Care of the elderly


·       What challenges and issues does a volunteer disaster preparedness worker need to understand in working with the elderly?

·       The elderly should not be categorized by age but by functional capacity to deal with the activities needed to prepare  for a  disaster

·       How do we asses these functional capacities?

o      Basic activities of daily living

§       Can they take care of themselves (eat, mobility , hygiene, dress themselves)?

§       Independence  --   capacity to manage household preparation before a disaster.


Functional Continuum


Ascertaining level of capacity:


·       Stages that will guide assistance needed and level of intervention

o      Independence: can they remain at home and take care of themselves?

o      Independence vs. interdependence: may need some help to prepare  difficult chores

o      Semi-dependent: community group living providing safety

o      Dependence (partial to full): shelter/institution/hospital.


 Disaster impact presents an insult to the already declining functioning in the elderly. The aid worker must ascertain how much and how best to help?  How do we structure the system to help minimize impact whether the individual remains in the home or in a shelter?


Premise: Change in function is expectable in the elderly. Different physiologic systems have different rates of change. We need to measure each individual needs.


Have the Elderly Fared Differently in Disasters From Other Groups?


Not much research has been published on this subject, but the elderly can fare well if they are healthy, have a perceived support group that has a good “fit”, and obtain assistance in dealing with their reactions to loss, change and grieving. They need help due to a lack of capacity to anticipate and cope with potential dangers.  They may be vulnerable to the difficulties produced by the imminent danger and have increasing difficulty in recovering from the effect of the disaster.


The elderly population’s motivation to adequately prepare for the distant threat of a hurricane must be determined. Is motivating the elder populations more of a challenge and if so, how should that challenge be addressed?


Communication with the elderly population is a process that requires receiving, understanding, believing and personalizing the contents of the message.  These processes influence motivation.


In our multi-cultural population, it is not sufficient to simply transmit disaster warning signals, as the message content will be interpreted differently within the socio-cultural context of the individuals hearing the message. Variables such as language, literacy, household and family status, and immigration situation must be considered during the “warning” and “watch” periods when interacting with individuals. Economics, job status, health capacity and lack of information how to proceed are barriers to preparedness.


Most individuals will move through a multi-stage decision-making process, which includes comprehension, believing the danger is real, and deciding that acting is beneficial and necessary. For action to occur, the individual must be convinced that protective behavior is necessary and possible. The content of the warning messages must be personalized to motivate the desired behavioral response. 


In the elderly population, active seniors can be recruited and used as volunteer disaster preparedness and response workers. What are the challenges in fully engaging them as volunteers?


The elderly can be reached through churches, clubs and educational organizations.  They must understand what is expected of them, be provided with a specific schedule of their commitment, receive assistance with transportation, and get supportive and detailed training.

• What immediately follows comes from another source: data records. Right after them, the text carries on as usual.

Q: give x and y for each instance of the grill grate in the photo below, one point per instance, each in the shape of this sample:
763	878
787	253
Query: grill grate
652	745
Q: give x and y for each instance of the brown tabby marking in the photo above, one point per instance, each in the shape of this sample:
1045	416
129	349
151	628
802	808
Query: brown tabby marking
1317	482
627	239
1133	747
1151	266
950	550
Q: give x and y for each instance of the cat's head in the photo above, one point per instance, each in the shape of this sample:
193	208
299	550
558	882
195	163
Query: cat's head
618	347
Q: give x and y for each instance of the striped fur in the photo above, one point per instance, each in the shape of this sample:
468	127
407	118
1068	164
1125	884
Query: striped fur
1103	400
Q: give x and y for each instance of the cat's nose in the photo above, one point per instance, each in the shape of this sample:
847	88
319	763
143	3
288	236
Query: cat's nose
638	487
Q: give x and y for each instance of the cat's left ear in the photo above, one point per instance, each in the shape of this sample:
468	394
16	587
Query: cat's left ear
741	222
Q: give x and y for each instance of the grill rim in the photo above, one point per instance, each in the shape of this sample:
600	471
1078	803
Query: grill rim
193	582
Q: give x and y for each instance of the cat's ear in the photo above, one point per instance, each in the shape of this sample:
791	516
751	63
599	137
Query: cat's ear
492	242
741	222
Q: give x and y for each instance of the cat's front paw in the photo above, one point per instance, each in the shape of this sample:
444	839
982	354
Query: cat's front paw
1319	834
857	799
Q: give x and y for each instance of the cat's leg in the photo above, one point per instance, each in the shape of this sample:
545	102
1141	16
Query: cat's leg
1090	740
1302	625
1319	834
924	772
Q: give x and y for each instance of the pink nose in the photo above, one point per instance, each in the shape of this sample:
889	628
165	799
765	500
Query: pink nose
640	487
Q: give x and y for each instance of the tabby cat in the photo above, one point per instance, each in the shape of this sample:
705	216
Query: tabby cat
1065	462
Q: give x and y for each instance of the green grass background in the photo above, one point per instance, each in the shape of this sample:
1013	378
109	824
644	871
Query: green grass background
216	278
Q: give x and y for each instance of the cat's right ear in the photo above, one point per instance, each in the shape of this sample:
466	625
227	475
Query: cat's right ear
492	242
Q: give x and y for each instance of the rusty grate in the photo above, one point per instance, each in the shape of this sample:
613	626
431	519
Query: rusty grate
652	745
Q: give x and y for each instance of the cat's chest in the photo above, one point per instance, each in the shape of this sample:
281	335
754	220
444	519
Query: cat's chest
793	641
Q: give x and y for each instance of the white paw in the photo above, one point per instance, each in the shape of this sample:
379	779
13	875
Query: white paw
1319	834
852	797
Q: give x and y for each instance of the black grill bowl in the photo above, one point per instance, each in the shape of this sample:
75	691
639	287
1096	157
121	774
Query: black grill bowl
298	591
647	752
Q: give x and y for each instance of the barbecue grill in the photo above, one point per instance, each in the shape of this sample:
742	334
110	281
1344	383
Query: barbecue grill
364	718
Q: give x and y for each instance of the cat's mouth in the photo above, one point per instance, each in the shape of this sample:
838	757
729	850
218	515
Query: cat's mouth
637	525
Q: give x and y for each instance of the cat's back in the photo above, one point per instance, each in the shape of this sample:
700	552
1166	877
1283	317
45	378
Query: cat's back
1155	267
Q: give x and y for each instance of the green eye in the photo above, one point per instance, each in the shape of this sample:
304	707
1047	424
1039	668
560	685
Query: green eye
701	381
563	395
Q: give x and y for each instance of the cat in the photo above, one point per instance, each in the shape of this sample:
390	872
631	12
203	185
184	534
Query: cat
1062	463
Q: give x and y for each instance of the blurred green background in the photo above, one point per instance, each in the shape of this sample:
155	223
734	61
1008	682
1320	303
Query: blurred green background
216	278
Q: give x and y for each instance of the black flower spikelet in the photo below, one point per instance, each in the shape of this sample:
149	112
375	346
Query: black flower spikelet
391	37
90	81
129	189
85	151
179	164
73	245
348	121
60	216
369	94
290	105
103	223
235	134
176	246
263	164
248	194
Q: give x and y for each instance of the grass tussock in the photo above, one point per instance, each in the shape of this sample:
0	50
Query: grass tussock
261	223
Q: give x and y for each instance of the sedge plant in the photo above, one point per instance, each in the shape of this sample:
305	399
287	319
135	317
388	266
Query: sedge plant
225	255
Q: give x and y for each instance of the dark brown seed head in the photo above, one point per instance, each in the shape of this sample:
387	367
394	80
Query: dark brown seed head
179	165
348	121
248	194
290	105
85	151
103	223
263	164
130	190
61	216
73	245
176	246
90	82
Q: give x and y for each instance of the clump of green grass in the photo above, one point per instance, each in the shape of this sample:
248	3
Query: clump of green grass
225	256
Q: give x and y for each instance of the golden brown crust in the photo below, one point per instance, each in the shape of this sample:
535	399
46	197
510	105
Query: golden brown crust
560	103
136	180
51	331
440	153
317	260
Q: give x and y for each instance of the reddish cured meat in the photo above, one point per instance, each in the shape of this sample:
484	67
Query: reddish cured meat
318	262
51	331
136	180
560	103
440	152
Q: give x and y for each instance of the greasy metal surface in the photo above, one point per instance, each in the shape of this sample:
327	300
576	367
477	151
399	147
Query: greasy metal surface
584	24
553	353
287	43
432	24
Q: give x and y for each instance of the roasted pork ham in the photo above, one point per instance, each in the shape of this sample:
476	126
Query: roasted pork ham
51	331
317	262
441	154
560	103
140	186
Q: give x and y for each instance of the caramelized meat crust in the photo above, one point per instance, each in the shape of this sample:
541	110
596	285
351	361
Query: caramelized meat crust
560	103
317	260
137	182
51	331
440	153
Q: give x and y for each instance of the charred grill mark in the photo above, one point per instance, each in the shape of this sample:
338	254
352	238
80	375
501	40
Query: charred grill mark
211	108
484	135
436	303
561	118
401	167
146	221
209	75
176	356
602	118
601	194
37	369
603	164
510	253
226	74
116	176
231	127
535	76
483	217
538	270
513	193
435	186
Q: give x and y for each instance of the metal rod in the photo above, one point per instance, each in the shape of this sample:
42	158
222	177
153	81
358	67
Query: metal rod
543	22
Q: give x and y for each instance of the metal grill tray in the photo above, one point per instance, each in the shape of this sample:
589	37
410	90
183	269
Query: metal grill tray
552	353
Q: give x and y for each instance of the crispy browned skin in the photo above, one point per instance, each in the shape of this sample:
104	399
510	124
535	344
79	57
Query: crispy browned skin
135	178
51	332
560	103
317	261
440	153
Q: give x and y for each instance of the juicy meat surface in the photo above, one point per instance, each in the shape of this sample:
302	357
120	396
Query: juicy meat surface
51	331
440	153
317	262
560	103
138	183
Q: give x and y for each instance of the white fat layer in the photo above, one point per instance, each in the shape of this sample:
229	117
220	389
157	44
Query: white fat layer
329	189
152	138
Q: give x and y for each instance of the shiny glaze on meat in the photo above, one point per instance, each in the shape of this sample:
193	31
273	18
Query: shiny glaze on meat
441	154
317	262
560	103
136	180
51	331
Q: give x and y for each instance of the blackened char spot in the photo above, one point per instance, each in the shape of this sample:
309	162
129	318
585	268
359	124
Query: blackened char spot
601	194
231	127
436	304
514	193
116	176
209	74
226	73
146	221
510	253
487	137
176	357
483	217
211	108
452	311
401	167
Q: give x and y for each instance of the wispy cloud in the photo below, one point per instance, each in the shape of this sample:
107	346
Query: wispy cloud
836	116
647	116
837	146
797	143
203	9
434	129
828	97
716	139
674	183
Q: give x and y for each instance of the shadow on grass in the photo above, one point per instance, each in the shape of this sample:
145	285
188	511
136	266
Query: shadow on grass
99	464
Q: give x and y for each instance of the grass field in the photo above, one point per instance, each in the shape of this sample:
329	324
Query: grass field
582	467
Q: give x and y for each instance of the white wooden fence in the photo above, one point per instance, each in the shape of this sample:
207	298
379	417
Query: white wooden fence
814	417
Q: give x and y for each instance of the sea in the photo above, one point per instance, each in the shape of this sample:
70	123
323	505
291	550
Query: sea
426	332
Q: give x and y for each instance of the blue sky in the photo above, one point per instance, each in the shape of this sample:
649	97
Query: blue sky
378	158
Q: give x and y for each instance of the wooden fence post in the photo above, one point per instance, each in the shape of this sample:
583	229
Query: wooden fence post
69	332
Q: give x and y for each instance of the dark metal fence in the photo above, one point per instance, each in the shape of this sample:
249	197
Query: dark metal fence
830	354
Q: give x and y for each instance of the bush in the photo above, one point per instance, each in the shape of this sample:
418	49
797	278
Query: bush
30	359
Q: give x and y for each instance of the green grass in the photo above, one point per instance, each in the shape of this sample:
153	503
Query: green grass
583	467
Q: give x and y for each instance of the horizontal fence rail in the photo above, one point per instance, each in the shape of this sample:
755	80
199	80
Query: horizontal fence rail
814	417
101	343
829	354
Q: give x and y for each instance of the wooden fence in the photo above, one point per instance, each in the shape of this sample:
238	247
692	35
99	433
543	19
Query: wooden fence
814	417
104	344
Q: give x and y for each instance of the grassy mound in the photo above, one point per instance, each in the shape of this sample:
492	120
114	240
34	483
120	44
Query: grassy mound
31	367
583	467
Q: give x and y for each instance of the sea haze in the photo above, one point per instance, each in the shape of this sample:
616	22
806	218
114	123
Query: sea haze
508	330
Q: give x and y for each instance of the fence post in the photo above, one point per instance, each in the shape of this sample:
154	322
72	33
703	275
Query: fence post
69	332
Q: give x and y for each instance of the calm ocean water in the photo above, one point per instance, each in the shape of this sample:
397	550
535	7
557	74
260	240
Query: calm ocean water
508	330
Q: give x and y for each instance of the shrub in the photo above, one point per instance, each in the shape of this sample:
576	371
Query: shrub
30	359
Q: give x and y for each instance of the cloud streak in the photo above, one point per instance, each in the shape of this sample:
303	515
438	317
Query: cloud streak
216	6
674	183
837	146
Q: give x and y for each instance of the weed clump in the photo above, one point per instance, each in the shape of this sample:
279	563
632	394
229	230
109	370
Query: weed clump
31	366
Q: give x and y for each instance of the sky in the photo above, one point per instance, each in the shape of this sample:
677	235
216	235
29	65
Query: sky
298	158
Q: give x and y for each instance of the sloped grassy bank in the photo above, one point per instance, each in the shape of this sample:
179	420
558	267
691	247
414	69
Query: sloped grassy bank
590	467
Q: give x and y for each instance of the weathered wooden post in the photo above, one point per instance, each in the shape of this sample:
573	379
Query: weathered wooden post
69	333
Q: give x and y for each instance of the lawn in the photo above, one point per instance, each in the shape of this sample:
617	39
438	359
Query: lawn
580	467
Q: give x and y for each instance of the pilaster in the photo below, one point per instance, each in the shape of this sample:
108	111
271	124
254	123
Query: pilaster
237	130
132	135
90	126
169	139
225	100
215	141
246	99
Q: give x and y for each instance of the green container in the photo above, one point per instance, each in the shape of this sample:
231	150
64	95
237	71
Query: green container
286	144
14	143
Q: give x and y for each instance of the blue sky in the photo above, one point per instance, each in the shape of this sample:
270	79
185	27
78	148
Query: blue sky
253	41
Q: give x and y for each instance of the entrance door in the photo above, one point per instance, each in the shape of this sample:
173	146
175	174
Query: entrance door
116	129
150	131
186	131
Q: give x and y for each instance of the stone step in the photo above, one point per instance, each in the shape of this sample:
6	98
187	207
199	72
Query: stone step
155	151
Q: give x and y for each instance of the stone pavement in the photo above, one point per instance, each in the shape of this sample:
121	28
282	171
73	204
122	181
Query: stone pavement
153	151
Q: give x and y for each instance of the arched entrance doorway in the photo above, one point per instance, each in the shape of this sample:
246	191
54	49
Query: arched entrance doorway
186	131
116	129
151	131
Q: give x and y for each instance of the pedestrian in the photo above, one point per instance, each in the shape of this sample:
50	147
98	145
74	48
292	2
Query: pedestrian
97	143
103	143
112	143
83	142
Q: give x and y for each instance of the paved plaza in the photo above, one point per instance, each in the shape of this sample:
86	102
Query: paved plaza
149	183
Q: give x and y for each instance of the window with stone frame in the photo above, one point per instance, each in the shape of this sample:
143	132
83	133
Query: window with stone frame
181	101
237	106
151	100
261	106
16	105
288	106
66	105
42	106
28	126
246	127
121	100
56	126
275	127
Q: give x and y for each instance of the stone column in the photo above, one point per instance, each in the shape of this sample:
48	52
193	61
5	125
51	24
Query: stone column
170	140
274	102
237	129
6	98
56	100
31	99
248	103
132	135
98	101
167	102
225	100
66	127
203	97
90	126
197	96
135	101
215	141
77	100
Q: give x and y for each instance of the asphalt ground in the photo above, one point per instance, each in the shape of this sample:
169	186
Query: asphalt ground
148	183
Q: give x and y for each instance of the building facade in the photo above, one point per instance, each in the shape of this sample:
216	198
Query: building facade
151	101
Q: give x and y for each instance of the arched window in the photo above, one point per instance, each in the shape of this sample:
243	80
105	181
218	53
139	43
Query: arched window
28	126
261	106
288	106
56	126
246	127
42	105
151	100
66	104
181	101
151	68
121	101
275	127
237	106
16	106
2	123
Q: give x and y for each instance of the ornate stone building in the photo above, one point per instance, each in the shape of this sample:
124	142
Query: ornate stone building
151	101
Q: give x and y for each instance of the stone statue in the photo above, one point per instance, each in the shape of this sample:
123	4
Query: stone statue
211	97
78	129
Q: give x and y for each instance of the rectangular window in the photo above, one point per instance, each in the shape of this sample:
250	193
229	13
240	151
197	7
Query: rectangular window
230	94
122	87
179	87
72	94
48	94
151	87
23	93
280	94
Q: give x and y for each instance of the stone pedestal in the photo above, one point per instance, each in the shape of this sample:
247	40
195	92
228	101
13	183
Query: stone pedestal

Training which can make volunteers more effective in disaster preparedness work (Train the Trainers Curriculum):


·       Personalized approach with small number of participants

·       Content knowledge - how to train and motivate

·       Tailor message to meet needs of community


·       General introduction to the training course

·       Trainers introduce themselves

·       Describe the day’s activities

·       Trainees introduce themselves and express their needs

·       Explanation of why special training is needed to prepare volunteers to help individuals in the community

o      Psychosocial and emotional issues impeding action in preparedness

o      Historic development of disaster impact - individual and community

o      Discuss:  stressor-stress reactions; loss and bereavement; coping; resiliency

o      Training content objectives using the textbook Are You Prepared - present and discuss content


·       Present and review

o      Planning: necessity for information - how do they obtain updated factual content?

o      Preparation: necessary resources - who provides them?

o      Protect: requires capacity and energy - who helps?

o      Practice: who provides assistance?